EQ-5D is the most widely used measure of patient reported outcomes (PRO) around the world. For a couple of decades now, it has been used in clinical trials, observational studies, population health surveys and – more recently – in routine data collection in health care systems. Because it’s a generic PRO, and because it is accompanied by ‘value sets’ (a.k.a ‘utilities’) used in the calculation of QALYs (quality adjusted life years), EQ-5D has become the cornerstone of health technology appraisal (HTA), affecting important decisions about access to new medicines.
But despite all that, EQ-5D data are often under-reported, and inadequately analysed. The bottom line is – if you collect these data from your patients, you should be committed to making sure you learn as much as possible from what they tell you.
So: for anyone collecting or reporting EQ-5D data, here are my recommendations for what to do with EQ-5D data. This applies to the original three-level version, the EQ-5D-3L; the five-level version, EQ-5D-5L; the child-friendly version, EQ-5D-Y – and arguably, any PRO instrument.
1. What not to do – don’t skip straight to ‘utilities’ or use of scores of any kind to summarise patients’ data
OK: you’ve collected EQ-5D data. That’s great for lots of reasons! The EQ-5D is a fantastic way of measuring health outcomes in a generic way that can be compared across disease areas. A bunch of patients/people have ticked boxes to describe their health on the five dimensions. A common approach is to summarise those responses into a single number on a scale anchored at 1 (full health) using the value sets that are available for that purpose (Szende et al 2007). It makes analysis of the data a lot easier: after all – statistically, single numbers are easier than categorical data.
Job done? Wrong!
You should know that:
- There is no ‘neutral’, or ‘objective’ way of summarising EQ-5D data (or data from any PRO measure, for that matter!)

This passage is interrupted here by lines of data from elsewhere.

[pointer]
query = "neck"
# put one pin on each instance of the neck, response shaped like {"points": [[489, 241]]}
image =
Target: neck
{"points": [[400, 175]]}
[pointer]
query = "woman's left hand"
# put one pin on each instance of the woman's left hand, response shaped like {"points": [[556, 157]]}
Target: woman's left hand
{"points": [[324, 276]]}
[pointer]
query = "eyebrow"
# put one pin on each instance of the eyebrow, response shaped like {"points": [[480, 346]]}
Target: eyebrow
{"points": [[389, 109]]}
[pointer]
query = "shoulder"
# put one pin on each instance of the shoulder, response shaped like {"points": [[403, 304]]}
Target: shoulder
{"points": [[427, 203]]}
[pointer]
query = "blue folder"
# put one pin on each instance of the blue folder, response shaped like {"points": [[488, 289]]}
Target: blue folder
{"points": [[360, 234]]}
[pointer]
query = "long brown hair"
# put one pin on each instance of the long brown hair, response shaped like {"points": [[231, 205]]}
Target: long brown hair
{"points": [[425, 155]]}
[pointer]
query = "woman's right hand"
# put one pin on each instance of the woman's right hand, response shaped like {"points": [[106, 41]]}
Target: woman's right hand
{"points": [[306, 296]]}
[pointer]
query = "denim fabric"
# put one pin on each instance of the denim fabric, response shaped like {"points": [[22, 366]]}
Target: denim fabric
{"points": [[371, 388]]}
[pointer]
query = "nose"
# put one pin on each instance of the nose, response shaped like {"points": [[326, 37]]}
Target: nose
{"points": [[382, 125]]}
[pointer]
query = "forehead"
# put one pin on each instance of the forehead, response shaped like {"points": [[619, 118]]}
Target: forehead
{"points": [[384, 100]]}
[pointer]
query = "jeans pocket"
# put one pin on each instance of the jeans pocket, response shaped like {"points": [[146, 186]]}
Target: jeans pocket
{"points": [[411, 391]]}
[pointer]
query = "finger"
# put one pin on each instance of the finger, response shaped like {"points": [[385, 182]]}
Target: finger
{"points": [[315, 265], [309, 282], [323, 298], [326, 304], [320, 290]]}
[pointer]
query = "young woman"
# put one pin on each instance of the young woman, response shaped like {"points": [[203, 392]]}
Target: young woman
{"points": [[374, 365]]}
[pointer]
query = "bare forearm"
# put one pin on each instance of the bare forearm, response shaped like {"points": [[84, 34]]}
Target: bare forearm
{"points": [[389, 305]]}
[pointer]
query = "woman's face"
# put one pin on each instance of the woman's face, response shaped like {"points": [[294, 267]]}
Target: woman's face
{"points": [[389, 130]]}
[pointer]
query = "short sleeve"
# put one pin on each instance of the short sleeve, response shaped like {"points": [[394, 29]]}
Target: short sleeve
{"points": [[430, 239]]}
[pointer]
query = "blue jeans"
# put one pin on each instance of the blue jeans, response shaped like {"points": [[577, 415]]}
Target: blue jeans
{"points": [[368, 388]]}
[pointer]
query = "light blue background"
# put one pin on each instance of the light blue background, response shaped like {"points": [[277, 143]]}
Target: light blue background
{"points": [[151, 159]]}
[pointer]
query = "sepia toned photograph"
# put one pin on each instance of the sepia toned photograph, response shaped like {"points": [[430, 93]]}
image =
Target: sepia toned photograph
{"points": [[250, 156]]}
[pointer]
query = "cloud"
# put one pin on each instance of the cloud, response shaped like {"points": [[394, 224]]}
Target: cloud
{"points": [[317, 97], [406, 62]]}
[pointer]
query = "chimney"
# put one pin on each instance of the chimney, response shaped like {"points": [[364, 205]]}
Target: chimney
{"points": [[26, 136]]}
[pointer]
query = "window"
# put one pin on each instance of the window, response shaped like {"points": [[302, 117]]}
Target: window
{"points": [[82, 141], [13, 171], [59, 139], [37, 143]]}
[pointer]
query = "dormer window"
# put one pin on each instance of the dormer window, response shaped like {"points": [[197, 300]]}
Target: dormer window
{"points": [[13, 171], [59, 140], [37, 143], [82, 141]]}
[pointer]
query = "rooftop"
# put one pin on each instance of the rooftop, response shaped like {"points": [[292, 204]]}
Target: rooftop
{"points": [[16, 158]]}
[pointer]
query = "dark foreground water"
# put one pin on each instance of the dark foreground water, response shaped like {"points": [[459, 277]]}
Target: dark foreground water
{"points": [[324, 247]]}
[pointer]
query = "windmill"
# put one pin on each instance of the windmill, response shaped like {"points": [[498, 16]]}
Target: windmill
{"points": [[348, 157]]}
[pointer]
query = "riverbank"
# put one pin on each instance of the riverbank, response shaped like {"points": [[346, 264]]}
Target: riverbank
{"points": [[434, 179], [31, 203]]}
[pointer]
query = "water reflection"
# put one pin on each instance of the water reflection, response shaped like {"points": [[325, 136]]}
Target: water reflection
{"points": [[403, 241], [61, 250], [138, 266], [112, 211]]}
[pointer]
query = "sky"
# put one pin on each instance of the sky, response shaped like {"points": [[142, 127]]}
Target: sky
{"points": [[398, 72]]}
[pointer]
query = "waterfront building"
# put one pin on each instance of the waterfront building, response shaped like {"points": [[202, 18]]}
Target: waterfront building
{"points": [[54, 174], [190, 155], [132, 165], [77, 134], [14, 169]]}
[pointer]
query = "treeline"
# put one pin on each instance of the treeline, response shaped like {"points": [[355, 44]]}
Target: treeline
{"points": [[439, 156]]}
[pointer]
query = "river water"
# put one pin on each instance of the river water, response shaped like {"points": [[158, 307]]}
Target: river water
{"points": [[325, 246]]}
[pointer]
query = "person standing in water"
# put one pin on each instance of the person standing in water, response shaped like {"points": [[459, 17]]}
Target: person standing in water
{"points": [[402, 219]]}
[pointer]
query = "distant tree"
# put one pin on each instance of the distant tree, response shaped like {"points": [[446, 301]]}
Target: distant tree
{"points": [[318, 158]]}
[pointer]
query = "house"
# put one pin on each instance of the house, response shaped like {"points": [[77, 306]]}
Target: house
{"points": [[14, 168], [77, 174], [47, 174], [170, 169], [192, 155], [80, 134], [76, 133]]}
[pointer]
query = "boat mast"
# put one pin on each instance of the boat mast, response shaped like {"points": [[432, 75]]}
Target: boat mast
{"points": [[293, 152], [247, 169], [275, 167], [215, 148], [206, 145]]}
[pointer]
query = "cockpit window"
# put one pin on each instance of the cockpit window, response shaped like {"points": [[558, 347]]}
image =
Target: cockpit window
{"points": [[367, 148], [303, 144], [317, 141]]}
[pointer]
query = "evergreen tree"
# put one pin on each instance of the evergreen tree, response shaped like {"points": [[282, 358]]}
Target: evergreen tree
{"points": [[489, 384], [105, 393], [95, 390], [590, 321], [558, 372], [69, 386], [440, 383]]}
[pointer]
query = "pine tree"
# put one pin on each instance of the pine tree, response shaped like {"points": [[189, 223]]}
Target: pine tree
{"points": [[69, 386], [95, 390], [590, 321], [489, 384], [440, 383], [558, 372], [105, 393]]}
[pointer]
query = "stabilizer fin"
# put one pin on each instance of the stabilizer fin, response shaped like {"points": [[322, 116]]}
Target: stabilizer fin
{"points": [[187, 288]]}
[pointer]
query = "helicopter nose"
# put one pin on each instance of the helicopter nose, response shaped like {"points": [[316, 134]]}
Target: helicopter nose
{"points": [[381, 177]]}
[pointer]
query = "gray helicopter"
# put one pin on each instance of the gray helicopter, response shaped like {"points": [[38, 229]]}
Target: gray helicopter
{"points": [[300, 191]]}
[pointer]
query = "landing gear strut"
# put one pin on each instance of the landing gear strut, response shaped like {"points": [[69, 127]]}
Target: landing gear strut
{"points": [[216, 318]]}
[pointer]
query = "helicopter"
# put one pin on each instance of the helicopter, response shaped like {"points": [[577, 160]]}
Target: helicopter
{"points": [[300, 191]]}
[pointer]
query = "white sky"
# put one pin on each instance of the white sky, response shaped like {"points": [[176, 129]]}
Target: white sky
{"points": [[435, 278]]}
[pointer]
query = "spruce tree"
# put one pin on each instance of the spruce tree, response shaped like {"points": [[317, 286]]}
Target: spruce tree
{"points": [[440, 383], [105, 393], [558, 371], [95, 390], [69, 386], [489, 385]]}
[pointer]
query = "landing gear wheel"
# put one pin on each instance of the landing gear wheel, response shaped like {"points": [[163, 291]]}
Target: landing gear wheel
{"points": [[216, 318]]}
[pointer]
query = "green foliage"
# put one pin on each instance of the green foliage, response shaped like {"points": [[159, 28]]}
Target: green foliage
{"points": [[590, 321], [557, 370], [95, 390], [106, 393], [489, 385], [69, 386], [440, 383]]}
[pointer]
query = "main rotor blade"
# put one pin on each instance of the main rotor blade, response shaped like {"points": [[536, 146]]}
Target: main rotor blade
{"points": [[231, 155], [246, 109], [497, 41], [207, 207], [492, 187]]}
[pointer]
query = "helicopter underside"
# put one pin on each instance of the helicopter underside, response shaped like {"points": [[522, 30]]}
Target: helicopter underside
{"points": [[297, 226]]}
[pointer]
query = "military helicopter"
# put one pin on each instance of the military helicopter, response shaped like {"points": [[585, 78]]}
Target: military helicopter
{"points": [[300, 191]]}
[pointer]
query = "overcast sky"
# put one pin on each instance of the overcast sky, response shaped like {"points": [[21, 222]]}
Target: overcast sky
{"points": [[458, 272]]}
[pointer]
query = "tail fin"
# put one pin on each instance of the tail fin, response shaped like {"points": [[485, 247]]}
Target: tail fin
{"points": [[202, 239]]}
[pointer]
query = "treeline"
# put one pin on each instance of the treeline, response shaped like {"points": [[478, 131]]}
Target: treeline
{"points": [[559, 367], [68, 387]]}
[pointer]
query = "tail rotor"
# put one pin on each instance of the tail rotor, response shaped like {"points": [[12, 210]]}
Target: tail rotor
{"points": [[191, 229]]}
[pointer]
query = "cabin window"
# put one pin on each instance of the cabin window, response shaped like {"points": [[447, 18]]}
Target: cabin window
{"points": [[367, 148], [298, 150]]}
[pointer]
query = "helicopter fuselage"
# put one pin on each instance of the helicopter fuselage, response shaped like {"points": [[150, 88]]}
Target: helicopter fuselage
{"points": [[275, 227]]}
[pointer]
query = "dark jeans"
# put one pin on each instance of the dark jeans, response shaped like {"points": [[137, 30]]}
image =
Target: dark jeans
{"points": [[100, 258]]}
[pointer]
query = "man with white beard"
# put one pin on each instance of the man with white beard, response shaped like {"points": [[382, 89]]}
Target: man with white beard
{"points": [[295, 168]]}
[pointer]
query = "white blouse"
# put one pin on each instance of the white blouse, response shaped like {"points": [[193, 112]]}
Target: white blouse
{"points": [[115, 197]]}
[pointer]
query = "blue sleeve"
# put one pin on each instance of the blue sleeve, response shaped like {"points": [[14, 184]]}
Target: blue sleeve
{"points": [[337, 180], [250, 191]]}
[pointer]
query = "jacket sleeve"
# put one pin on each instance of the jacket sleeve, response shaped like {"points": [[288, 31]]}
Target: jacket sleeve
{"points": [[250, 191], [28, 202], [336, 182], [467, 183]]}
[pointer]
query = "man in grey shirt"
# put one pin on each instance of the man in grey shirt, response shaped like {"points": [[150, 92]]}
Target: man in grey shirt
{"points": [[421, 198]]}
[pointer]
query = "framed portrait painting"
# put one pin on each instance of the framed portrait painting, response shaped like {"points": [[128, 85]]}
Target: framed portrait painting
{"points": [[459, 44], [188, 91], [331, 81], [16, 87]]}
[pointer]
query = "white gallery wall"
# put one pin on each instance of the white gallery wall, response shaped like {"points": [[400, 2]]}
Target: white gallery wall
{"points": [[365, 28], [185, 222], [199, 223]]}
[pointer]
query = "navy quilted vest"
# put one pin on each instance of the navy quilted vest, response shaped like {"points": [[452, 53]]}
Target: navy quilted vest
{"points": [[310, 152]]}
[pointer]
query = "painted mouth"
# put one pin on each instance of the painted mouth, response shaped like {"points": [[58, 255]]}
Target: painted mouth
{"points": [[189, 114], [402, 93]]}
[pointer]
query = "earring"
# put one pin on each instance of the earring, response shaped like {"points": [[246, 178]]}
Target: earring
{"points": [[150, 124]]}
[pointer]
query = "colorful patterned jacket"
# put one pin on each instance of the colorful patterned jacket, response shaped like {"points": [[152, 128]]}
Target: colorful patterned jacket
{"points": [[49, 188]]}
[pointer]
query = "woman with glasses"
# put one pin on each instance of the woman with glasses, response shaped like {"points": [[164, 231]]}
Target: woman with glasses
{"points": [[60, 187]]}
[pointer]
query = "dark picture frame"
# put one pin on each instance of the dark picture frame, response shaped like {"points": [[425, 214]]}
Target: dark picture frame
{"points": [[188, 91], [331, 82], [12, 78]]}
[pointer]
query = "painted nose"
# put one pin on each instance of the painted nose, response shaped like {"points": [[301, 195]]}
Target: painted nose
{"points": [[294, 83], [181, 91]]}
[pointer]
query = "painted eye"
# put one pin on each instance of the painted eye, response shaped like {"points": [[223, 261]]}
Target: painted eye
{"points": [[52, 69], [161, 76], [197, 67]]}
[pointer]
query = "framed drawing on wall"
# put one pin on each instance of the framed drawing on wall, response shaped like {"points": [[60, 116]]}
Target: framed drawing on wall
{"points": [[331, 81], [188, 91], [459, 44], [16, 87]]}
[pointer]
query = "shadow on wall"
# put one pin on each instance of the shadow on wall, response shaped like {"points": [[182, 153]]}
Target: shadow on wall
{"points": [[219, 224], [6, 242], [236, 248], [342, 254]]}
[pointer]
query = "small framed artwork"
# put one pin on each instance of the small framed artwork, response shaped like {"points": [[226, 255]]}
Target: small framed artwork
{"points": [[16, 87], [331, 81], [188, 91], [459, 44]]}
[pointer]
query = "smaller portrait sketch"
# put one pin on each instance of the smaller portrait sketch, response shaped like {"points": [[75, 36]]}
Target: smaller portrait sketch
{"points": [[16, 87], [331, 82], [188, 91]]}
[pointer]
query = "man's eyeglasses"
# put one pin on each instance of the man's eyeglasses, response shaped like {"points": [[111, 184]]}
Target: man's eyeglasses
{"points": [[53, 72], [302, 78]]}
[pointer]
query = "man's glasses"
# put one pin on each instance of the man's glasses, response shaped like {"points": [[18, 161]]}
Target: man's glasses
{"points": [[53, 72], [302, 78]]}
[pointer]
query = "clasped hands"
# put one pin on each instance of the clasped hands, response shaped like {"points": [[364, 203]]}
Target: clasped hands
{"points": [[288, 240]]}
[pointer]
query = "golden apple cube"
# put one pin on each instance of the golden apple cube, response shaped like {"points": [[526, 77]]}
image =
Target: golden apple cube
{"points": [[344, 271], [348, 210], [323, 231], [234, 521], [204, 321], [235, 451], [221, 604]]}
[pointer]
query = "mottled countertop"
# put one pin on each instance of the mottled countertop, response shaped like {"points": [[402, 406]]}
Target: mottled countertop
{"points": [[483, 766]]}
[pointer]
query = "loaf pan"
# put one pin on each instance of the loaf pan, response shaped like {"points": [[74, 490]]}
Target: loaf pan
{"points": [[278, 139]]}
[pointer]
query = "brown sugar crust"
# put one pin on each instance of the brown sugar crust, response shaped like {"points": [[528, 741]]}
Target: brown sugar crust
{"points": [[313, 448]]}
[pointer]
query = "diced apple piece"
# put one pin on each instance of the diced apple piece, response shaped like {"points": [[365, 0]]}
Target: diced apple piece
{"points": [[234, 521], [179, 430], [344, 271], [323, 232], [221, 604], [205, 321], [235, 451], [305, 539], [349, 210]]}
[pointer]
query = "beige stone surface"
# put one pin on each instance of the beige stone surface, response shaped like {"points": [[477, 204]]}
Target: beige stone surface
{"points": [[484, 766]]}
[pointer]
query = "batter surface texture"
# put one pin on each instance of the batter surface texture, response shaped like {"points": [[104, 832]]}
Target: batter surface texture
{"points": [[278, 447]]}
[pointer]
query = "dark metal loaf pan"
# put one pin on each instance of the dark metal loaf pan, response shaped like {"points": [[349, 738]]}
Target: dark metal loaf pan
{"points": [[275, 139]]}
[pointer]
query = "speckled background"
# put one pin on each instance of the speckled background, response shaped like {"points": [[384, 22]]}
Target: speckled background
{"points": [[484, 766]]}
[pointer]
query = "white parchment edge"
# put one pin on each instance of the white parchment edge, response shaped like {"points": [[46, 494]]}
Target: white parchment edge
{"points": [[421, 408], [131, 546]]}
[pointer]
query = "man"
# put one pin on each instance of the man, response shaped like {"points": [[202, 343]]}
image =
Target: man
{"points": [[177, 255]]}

- Whatever ‘value set’ you use to summarise your EQ-5D data, it will introduce an exogenous source of variance into statistical inference (Parkin, Devlin and Rice 2010) – that is, variance which does not come from the data that your patients have given you. Conclusions about whether there are statistically significant differences between different population or patient groups – or between different arms of a clinical trial – is affected by which value set is used. There are important differences between the statistical properties of the various value sets available for the EQ-5D. (For more on this, see Parkin et al 2014. We are currently looking at these same things in relation to EQ-5D-5L data – which we’ll be reporting soon in Feng et al 2016).
- Be aware of where the values come from! The values come from ‘stated preference’ studies: by convention, these studies collect views from members of the general public – who are asked to imagine living with various health problems. We know that there are differences between the general public and patients with respect to their views and opinions about how good or bad health problems are. These preference-based value sets were developed with a specific purpose in mind: to estimate QALYs. If you aren’t using EQ-5D data to estimate QALYs, there may not be a very strong rationale for using value sets to summarise EQ-5D data.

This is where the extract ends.